15. En statuant ainsi, alors qu'il résultait de ses constatations que la totalité des indemnités qu'elle allouait aux victimes et aux tiers payeurs, subrogés dans les droits de l'une d'entre elles, excédait ce plafond, de sorte que ces dernières pouvaient prétendre à être indemnisées dans la limite globale des deux plafonds, le solde de l'indemnité devant être payé dans la limite du plafond applicable aux autres créances, même en l'absence d'autres créances, la cour d'appel, qui n'a pas tiré les conséquences légales de ses constatations, a violé les textes susvisés.

PAR CES MOTIFS, la Cour :

CASSE ET ANNULE, mais seulement en ce que, confirmant le jugement, il condamne l'association Centre nautique Les Glénans et les sociétés MMA IARD et MMA IARD assurances mutuelles à payer à la MAIF la somme de 10 671,39 euros au titre de son recours subrogatoire, en ce qu'il dit que le plafond d'indemnisation concernant le sinistre du 7 août 2005 s'établit à la somme de 166 500 DTS, soit la somme de 197 595,54 euros, et qu'il n'y a pas lieu, en l'espèce, de cumuler ce plafond avec celui établi pour les créances ne concernant pas des lésions corporelles, en ce qu'il condamne in solidum l'association Centre nautique Les Glénans et les sociétés MMA IARD et MMA IARD assurances mutuelles à payer à M. I... F... les sommes de 20 845,19 euros pour le préjudice patrimonial et 82 111,76 euros pour le préjudice extra-patrimonial, à Mme T... et M. V... F... la somme de 2 084,79 euros pour leur préjudice matériel, à Mme T... F... la somme de 2 000 euros pour son préjudice moral et à M. V... F... la somme de 2 000 euros pour son préjudice moral, le tout en deniers ou quittance, sous réserve des recours de la CPAM en cause pour la part soumise à ceux-ci, et avec intérêts au taux légal à compter de l'arrêt, en ce qu'il condamne in solidum l'association Centre nautique Les Glénans et les sociétés MMA IARD et MMA IARD assurances mutuelles à payer à la CPAM la somme de 126 483,74 euros, avec intérêts au taux légal à compter de la première demande, lesdits intérêts formant anatocisme à l'expiration d'une année conformément à l'article 1343-2 du code civil, outre l'indemnité prévue par l'article L. 376-1 alinéa 9 du code de la sécurité sociale, soit celle de 1 055 euros, l'arrêt rendu le 6 novembre 2018, entre les parties, par la cour d'appel de Paris ;

Remet, sur ces points, l'affaire et les parties dans l'état où elles se trouvaient avant cet arrêt et les renvoie devant la cour d'appel de Versailles.

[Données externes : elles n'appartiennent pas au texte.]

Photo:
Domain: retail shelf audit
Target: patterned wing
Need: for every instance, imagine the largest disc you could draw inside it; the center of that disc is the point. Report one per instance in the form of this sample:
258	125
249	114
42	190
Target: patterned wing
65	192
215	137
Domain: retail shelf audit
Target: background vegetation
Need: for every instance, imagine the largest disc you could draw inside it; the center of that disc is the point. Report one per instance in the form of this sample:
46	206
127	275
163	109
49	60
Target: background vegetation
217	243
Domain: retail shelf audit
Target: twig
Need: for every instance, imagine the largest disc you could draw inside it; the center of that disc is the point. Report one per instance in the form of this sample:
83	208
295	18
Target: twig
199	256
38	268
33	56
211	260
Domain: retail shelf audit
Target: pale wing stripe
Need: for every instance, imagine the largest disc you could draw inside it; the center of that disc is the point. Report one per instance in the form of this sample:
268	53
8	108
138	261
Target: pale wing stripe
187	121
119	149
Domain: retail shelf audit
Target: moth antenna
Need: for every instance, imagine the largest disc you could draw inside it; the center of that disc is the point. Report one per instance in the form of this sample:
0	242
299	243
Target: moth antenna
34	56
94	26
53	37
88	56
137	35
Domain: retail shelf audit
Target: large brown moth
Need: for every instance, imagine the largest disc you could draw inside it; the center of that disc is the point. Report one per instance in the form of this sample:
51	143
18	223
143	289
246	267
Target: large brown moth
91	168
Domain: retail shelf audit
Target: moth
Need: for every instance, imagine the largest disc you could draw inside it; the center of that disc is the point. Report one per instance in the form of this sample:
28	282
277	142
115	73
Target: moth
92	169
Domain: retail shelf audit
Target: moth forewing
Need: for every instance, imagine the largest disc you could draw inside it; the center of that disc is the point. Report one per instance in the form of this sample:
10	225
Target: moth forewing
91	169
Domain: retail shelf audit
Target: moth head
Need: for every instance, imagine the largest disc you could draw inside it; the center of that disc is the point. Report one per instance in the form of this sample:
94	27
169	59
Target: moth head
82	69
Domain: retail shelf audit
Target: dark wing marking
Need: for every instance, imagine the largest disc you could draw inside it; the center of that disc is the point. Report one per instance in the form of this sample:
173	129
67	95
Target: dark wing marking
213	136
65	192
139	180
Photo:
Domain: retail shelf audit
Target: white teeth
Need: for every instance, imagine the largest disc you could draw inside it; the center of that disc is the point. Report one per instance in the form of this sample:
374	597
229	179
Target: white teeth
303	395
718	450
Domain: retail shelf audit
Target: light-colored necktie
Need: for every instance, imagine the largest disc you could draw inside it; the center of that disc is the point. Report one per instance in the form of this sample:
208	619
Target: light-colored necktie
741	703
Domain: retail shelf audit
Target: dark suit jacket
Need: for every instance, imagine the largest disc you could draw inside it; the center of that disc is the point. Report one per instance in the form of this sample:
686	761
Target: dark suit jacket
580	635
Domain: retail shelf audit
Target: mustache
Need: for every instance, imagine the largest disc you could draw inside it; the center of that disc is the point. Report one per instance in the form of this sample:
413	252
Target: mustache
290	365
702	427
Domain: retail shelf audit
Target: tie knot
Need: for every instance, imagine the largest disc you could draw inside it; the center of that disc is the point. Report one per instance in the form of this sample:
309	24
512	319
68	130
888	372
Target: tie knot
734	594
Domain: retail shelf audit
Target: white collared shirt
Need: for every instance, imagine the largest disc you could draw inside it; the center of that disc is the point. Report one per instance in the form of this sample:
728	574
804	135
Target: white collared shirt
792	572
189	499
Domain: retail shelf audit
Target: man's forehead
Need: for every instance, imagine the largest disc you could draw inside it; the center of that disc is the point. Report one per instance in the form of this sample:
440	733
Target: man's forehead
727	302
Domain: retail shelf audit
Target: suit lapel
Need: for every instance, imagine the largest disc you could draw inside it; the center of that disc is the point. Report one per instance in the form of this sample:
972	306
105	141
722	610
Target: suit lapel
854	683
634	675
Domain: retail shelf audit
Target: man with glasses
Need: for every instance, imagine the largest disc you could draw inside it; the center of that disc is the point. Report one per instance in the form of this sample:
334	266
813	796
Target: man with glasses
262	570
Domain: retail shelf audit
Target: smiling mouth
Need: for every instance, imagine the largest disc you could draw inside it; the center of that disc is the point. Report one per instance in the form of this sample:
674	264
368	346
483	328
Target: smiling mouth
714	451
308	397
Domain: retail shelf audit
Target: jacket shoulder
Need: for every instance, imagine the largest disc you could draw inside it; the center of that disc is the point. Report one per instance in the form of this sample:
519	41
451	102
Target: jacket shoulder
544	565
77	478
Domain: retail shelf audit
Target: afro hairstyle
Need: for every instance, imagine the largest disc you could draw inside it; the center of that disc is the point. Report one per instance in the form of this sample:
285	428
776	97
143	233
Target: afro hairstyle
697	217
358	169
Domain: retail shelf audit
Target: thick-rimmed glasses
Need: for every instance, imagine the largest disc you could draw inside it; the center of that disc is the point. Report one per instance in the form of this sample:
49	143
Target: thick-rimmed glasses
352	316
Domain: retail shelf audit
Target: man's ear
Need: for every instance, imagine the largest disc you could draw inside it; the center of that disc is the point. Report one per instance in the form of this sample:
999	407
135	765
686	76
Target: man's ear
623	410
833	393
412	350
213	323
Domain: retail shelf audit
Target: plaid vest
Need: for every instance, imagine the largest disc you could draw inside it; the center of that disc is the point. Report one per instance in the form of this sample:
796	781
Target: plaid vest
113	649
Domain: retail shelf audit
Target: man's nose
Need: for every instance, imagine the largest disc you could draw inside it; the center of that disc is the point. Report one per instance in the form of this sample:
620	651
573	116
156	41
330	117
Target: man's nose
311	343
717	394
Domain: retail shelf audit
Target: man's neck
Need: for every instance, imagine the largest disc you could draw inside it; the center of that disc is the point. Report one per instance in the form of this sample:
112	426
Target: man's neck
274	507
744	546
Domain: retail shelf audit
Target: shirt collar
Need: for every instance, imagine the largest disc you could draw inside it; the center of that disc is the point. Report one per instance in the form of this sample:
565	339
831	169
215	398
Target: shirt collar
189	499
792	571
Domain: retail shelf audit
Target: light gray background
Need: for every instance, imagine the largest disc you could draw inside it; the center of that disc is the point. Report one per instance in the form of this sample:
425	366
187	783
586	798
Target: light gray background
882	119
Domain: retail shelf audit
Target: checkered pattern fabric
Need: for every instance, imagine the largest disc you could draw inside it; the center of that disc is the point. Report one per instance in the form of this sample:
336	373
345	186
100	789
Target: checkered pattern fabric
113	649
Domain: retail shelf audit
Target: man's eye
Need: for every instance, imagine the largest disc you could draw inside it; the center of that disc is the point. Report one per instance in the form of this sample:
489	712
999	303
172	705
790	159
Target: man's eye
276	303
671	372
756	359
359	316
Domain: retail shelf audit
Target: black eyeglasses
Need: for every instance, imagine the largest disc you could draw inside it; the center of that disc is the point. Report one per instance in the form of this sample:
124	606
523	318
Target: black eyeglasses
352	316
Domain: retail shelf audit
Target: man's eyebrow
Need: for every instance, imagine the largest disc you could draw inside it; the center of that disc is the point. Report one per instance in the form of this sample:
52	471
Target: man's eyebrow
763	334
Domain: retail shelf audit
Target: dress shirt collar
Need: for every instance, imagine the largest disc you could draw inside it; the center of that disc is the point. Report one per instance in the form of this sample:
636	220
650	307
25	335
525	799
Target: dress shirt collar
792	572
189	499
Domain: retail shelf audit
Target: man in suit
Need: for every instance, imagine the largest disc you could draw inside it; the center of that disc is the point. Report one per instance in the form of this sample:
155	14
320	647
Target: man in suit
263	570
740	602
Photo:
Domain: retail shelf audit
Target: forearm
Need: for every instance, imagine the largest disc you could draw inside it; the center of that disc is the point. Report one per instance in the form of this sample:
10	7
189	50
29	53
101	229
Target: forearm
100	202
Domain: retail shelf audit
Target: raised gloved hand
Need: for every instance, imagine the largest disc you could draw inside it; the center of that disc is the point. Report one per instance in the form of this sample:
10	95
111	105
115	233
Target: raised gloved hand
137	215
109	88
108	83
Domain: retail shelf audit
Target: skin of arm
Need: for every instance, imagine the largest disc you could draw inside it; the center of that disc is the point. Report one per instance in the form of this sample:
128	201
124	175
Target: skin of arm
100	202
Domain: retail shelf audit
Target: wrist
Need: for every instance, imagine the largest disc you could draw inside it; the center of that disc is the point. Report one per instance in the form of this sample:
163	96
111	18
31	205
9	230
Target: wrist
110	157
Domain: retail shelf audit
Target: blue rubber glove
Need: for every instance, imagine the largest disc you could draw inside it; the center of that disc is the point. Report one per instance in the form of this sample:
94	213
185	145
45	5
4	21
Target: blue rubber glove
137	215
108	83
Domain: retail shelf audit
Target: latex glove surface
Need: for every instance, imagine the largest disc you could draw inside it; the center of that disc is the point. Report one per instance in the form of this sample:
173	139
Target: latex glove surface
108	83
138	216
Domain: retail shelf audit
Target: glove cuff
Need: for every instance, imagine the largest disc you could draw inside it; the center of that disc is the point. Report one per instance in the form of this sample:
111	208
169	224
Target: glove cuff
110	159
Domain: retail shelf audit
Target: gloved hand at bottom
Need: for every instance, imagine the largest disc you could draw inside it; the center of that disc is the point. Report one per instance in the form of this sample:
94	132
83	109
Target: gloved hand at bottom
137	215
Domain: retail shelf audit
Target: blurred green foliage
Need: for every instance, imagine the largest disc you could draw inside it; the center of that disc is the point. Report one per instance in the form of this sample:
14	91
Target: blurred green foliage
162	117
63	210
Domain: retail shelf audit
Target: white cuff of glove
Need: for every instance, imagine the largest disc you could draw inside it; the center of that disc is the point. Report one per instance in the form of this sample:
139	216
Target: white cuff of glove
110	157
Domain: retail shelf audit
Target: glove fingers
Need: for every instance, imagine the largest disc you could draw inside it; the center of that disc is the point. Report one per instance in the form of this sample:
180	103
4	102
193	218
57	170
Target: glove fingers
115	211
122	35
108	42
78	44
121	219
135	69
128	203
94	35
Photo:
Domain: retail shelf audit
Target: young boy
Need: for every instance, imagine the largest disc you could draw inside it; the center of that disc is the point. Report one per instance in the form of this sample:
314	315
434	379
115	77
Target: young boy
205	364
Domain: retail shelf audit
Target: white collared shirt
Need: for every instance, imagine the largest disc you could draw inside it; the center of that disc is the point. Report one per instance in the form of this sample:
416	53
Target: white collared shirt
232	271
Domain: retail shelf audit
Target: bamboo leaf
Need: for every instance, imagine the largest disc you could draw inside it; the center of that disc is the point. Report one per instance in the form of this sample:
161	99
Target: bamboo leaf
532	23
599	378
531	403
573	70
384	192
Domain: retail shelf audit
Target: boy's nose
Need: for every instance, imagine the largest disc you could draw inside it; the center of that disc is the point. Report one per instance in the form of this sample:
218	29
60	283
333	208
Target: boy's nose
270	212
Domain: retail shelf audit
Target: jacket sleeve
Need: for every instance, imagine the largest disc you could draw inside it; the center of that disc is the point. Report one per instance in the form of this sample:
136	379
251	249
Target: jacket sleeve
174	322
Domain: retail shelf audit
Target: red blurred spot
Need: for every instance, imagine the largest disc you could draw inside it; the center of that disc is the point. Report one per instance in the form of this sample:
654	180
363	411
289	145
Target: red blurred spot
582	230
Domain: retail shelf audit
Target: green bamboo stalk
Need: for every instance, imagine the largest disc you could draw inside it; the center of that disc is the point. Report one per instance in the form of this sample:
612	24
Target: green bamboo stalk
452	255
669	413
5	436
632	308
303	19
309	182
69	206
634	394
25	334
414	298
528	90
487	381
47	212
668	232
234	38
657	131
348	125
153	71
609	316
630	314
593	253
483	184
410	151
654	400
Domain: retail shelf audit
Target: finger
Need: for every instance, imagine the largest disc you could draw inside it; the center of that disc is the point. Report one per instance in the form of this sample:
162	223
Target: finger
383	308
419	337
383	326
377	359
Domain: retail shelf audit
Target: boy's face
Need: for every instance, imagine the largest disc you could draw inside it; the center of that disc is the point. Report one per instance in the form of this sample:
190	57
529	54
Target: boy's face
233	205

- Président : M. Rémery (conseiller doyen faisant fonction de président) - Rapporteur : Mme Kass-Danno - Avocat(s) : SCP Boré, Salve de Bruneton et Mégret ; SARL Cabinet Briard ; SCP Rocheteau et Uzan-Sarano -

Textes visés :

Articles L. 5121-5 du code des transports ; article 6, § 1, a), i), et b), i), de la Convention de Londres du 19 novembre 1976 sur la limitation de la responsabilité en matière de créances maritimes (dite LLMC), dans sa rédaction antérieure à celle issue du Protocole modificatif du 2 mai 1996.

Rapprochement(s) :

Sur la limite de responsabilité du propriétaire d'un navire, à rapprocher : Com., 26 juin 2019, pourvoi n° 18-12.249, Bull. 2019, (cassation partielle).